Estela habla de lazos de sangre y nada más lejos de ella que una imagen poética.
–La sangre no es agua, lo creo muy profundamente, creo en la herencia como vínculo, se heredan muchas cosas, no sólo el color de ojos o de pelo, también lo que va por dentro, los gestos, las vocaciones. Hubo chicos que no se explicaban por qué les gustaba pintar en una familia donde nadie lo hacía, y cuando se encontraron con su historia encajaron como en un rompecabezas perfecto. Eso forma parte de la identidad, un bien y un derecho que no se puede negar ni desechar. Hay quien dice que hay que dejar a los chicos en paz, porque hace mucho que están con sus apropiadores, que ya son como los padres... No. Porque hay gente de cuarenta o cincuenta años que de pronto se da cuenta de que es adoptada y siente el impulso de saber quién es, de quién es hijo, y busca. Muchos vienen a Abuelas o a la Comisión Nacional por el Derecho a la Identidad, es una constante. Es decir que nos convertimos en un referente de la integración de la familia a través del recupero de la identidad.
–¿La familia como institución se construye con lazos de sangre?
–No solamente, pero son muy importantes. Y cuando alguien busca, aunque después no se reúna con sus familiares, a su manera está recomponiendo esa célula primaria que es la familia y hasta esa supuesta modernidad europea que en algún momento creyó que podía desintegrarla hoy se arrepiente. En el caso particular nuestro con más razón, estamos recomponiendo lo que la dictadura nos arrebató.
–¿Se plantean contradicciones cuando esa recomposición no cuenta con el consentimiento de los chicos apropiados? ¿Hay alguna alternativa a realizar los análisis de ADN de manera compulsiva?
–El ADN compulsivo fue una oferta siniestra de la Corte Suprema de la Nación cuando declaró prescripta la causa sobre la identidad de Emiliano Castro Tortrino. A ese chiquito nunca se le permitió conocer a su familia; ahora sus abuelos murieron, quedan primos y tíos. Nosotros denunciamos al Estado argentino ante la Comisión Interamericana de Derechos Humanos y todavía estamos en conflicto. Pero en ese momento la Corte Suprema intentó negociar que dejemos ese caso y que a futuro nos daban esta posibilidad de que el ADN se haga sí o sí. Aceptamos la resolución sobre los análisis, pero no renunciamos al caso Castro Tortrino. Ningún caso se puede clausurar eternamente. Estos chicos son las principales víctimas, de eso no hay duda, pero también están los derechos de las familias que los buscan y los derechos de toda la sociedad. Porque la apropiación es un delito de orden público, nos compromete a todos, y mientras haya un chico con su identidad cambiada, la identidad de todos es confusa.

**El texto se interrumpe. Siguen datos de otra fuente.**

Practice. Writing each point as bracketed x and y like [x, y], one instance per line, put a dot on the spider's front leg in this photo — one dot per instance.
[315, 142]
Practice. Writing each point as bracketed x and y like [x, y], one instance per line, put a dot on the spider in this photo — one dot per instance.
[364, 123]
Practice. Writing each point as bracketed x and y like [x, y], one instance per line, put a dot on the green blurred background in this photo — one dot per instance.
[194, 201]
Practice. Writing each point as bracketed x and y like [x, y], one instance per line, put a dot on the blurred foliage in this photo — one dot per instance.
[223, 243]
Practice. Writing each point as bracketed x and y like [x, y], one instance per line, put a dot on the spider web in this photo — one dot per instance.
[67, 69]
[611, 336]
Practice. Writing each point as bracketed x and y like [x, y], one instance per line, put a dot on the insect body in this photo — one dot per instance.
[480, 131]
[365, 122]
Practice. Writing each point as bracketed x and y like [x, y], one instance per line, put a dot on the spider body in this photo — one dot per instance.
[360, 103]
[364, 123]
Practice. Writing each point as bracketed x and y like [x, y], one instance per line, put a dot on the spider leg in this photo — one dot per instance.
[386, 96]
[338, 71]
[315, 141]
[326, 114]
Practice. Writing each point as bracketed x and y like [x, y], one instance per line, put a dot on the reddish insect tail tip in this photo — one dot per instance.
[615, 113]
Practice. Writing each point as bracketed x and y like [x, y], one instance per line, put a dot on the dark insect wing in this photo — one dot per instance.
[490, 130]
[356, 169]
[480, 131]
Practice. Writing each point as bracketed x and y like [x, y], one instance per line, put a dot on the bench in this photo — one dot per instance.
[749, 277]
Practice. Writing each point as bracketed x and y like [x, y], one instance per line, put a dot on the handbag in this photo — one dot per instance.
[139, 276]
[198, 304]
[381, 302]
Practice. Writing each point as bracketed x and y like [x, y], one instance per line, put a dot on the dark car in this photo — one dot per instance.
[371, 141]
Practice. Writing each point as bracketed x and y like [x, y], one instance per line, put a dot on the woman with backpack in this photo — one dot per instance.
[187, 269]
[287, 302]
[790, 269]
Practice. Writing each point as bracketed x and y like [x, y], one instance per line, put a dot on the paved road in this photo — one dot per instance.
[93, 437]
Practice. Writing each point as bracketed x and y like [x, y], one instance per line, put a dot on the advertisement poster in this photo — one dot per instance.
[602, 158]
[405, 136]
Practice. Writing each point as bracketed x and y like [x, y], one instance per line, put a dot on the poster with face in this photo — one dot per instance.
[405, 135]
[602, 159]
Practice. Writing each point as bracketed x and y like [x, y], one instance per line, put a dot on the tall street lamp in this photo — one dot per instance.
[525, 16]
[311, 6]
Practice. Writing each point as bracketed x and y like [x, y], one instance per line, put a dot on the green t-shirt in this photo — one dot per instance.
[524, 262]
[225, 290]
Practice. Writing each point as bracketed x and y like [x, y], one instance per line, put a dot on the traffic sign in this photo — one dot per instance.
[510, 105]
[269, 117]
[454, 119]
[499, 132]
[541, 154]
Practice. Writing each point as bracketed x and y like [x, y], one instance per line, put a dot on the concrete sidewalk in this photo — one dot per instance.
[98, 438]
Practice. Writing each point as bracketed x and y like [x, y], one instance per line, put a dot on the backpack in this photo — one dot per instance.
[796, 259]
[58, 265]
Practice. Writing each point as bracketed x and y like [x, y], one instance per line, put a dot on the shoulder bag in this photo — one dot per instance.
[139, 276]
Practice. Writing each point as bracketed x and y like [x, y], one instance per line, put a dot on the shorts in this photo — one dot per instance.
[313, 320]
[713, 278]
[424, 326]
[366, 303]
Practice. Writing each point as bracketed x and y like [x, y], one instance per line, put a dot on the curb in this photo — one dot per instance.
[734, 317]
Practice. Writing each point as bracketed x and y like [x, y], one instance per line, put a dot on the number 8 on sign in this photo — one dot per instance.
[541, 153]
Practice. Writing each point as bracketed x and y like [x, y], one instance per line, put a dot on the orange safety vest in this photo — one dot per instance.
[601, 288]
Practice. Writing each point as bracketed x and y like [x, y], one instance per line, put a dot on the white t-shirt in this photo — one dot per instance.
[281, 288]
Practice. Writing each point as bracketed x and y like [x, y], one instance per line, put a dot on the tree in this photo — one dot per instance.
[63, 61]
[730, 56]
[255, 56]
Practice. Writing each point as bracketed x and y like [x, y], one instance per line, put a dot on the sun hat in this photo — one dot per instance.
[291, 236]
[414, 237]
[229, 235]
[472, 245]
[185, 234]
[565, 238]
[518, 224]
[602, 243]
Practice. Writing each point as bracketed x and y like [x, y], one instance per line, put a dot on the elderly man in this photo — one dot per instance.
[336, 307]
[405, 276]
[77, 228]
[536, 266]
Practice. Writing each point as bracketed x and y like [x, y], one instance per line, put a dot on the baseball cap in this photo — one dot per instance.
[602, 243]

El nieto de Estela, el hijo de Laura, el bisnieto de un empleado de correos que a su vez era hijo de un caudillo político de la localidad de Moreno, tiene 22 años, los cumplió el 26 de junio. Tal vez estudie en la facultad, tal vez no. Estela lo busca en cada chico de su edad, en cada acto, en cada colectivo a que se sube, cada mañana, a las nueve en punto cuando parte desde La Plata a Capital, para cumplir con sus funciones en la sede Abuelas. En cada pared de esa casa del barrio Tolosa, en cada uno de los adornos que se acumulan como testigos del tiempo del desencuentro, hay una historia que contar; cada foto, cada recuerdo es como una pieza de un enorme puzzle que conserva en su centro un espacio vacío. Que dice un nombre, Guido, el que le puso su madre, el mismo por el que lo conocen sus abuelos, sus tíos y primos. Esa es su identidad. La que le robaron. La que las Abuelas están recuperando para cada uno de los jóvenes que todavía están desaparecidos. Con paciencia, con determinación, sin pausa.